Aveva fatto ben sperare la decisione del Consiglio di Stato lo scorso gennaio 2020 che disponeva la sospensione provvisoria della sperimentazione su 6 esemplari di macachi coinvolti nel progetto Light-Up, creato dalle Università di Torino e di Parma. E poiché la Direzione generale del Ministero della Salute non fu in grado di indicare alternative a tale pratica, il ministero, insieme ai due poli universitari, furono condannati a rifondere le spese legali alla LAV che aveva presentato ricorso. Purtroppo, a un anno di distanza, lo stesso Consiglio di Stato ha ribaltato la sentenza, scatenando la reazione infuriata degli animalisti.
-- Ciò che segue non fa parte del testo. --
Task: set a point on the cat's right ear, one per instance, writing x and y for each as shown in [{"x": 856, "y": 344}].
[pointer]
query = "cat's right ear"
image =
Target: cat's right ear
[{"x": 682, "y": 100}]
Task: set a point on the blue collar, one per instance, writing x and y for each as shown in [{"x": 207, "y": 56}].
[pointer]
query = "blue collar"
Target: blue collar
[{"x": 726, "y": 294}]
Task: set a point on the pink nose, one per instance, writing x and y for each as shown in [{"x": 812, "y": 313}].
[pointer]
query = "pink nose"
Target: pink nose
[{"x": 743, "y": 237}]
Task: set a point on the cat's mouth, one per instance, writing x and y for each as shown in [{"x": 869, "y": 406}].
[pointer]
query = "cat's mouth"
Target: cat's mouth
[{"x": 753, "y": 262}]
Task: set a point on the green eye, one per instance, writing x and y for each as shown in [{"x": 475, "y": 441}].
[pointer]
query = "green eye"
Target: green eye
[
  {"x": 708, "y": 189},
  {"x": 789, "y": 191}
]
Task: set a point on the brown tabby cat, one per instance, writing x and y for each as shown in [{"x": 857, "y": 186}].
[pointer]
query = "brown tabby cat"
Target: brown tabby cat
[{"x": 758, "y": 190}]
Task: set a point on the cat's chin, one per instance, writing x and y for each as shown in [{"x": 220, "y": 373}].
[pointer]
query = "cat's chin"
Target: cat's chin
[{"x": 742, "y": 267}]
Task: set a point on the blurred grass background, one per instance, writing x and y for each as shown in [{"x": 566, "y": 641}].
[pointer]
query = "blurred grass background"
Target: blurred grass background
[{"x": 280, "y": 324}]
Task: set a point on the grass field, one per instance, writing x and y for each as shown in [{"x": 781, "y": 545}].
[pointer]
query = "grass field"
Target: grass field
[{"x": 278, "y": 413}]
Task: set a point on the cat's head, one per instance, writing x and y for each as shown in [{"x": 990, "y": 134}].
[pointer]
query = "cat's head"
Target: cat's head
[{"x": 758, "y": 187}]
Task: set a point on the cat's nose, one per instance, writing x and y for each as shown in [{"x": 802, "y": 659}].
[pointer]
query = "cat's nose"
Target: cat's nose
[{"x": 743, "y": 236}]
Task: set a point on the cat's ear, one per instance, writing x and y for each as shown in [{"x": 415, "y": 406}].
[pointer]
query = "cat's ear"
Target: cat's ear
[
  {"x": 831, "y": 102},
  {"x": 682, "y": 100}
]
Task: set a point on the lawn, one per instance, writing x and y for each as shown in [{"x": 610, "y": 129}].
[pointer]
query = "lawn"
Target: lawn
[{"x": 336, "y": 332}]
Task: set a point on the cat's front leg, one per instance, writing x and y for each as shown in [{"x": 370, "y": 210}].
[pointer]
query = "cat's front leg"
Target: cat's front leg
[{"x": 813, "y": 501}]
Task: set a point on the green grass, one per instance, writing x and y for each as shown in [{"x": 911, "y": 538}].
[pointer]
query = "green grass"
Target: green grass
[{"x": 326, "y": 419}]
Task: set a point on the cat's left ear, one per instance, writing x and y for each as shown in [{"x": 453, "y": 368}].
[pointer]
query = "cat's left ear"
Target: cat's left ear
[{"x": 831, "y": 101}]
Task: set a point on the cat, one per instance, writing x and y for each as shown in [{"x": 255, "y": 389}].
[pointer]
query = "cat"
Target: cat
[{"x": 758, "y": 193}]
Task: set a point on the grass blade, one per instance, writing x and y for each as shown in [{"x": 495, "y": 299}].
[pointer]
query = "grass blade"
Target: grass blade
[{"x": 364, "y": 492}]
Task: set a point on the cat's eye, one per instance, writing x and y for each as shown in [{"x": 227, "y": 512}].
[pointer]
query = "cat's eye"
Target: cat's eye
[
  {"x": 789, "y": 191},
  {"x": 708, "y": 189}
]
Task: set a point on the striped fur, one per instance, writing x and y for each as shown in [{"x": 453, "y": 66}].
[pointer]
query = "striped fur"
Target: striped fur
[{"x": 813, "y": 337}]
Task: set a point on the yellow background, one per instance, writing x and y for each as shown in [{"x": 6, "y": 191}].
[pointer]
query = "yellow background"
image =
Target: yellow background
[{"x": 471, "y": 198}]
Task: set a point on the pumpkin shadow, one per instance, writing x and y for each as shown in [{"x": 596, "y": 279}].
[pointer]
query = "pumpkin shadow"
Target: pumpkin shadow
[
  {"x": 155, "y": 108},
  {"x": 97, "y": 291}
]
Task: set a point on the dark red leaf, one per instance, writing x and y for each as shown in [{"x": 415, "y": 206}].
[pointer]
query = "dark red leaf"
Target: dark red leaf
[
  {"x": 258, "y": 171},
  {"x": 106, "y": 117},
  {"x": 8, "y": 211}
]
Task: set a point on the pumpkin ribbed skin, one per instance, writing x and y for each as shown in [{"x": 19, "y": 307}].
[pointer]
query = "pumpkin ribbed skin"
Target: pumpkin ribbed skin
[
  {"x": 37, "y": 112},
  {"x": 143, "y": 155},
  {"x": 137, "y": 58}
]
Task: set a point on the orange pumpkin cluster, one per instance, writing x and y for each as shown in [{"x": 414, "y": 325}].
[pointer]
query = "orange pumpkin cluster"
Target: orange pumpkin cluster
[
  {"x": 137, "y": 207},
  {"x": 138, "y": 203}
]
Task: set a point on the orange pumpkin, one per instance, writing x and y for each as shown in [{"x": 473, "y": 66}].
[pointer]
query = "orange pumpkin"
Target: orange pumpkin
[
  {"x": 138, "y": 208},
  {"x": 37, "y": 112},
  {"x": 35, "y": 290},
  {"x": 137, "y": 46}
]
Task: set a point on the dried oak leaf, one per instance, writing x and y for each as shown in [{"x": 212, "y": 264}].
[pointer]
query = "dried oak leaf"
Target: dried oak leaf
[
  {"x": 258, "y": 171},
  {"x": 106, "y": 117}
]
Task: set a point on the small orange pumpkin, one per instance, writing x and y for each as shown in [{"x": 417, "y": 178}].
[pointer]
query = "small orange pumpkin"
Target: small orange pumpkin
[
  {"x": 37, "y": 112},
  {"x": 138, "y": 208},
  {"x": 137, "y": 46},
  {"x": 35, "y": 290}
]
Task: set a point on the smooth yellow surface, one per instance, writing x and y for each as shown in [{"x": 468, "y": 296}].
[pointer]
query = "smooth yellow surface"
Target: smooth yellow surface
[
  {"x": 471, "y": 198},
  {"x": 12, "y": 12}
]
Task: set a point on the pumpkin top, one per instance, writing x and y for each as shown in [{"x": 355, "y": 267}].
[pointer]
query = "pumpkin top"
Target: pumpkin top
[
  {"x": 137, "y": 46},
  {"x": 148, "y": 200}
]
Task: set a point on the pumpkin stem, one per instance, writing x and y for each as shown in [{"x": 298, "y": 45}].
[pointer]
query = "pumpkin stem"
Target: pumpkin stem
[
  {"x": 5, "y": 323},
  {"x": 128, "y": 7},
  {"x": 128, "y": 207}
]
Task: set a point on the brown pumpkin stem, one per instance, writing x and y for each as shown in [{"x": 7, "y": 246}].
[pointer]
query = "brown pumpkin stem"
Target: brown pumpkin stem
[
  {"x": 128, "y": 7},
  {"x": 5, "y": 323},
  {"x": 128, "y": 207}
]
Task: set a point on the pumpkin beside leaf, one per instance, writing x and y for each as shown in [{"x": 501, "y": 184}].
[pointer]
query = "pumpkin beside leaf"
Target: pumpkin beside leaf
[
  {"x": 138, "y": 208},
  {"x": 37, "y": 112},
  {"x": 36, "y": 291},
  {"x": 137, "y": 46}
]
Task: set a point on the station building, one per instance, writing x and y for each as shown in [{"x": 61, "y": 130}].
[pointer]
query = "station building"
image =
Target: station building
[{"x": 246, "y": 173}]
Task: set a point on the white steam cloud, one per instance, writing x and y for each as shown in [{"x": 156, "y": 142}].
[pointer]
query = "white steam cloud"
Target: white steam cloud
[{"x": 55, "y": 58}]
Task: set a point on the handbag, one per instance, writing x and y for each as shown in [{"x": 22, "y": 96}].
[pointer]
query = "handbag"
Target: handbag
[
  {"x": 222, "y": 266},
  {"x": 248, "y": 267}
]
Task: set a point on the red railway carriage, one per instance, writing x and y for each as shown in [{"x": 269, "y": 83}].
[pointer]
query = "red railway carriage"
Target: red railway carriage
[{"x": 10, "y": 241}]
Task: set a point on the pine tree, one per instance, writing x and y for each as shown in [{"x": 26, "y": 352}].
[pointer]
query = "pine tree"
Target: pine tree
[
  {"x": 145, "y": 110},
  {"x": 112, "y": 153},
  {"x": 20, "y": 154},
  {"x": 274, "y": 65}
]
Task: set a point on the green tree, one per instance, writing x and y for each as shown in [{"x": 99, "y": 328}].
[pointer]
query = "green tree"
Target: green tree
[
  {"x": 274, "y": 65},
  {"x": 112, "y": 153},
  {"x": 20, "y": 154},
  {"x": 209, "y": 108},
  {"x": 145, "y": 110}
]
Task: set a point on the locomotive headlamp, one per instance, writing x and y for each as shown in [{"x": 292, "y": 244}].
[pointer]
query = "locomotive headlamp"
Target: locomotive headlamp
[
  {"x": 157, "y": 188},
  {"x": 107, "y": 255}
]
Raggiungere Parma e Torino da Roma è praticamente impossibile nel fine settimana a causa delle attuali restrizioni che limitano gli spostamenti da una regione all’altra fino al 15 febbraio prossimo. I rappresentanti delle diverse associazioni e volontari di Roma e dintorni hanno deciso pertanto di radunarsi in ogni caso a Piazza Montecitorio domani pomeriggio alle ore 15 per esprimere la loro solidarietà nella causa contro la sperimentazione animale. “Ci vorrebbe un’altra Green-Hill!” – scrivono i più determinati su Facebook.
In realtà la sperimentazione animale è un fenomeno che non accenna a diminuire. Infatti nonostante lo scenario scientifico europeo sia sempre più rivolto alla promozione di metodi sostitutivi all’impiego di animali tramite la destinazione di fondi e la strutturazione di progetti internazionali, i numeri legati alla sperimentazione in Italia continuano ad essere altissimi arrivando a quasi 900.000 animali all’anno (fonte G.U. n.53); dati fortemente sottostimati in quanto non includono invertebrati, forme fetali e animali, o parti di essi, utilizzati già soppressi.
“Particolarmente sfruttati sono i primati non umani, tra cui proprio i macachi, che, per il loro sviluppo cognitivo simile all’uomo, sono i ‘prediletti’ per lo studio del cervello, di malattie legate al comportamento o virus come l’HIV” spiega Michela Kuan, biologa e responsabile nazionale del settore vivisezione LAV – e aggiunge “le scimmie subiscono gravi coercizioni fisiche con impianti nel cranio e immobilizzazioni in strutture di contenzione. Durante l’esperimento sono oggetto di deprivazioni gravissime come la mancanza di acqua per giorni e sono così assetate da bere l’urina delle altre scimmie. Gli impianti elettrici nel cervello e negli occhi ne registrano le attività mentali e sono evidenti i segni di sofferenza e dolore, come lividi e sanguinamenti che si protraggono per settimane”.
Ma allora perché continuare a seviziare esseri innocenti? Soprattutto motivi economici, la possibilità di vendere più facilmente un brevetto, denuncia Michela Kuan. “Influente è anche l’inerzia culturale”, secondo la biologa che sottolinea come nelle università e in ambiti accademici “il modello animale sia promosso come unico punto di riferimento”.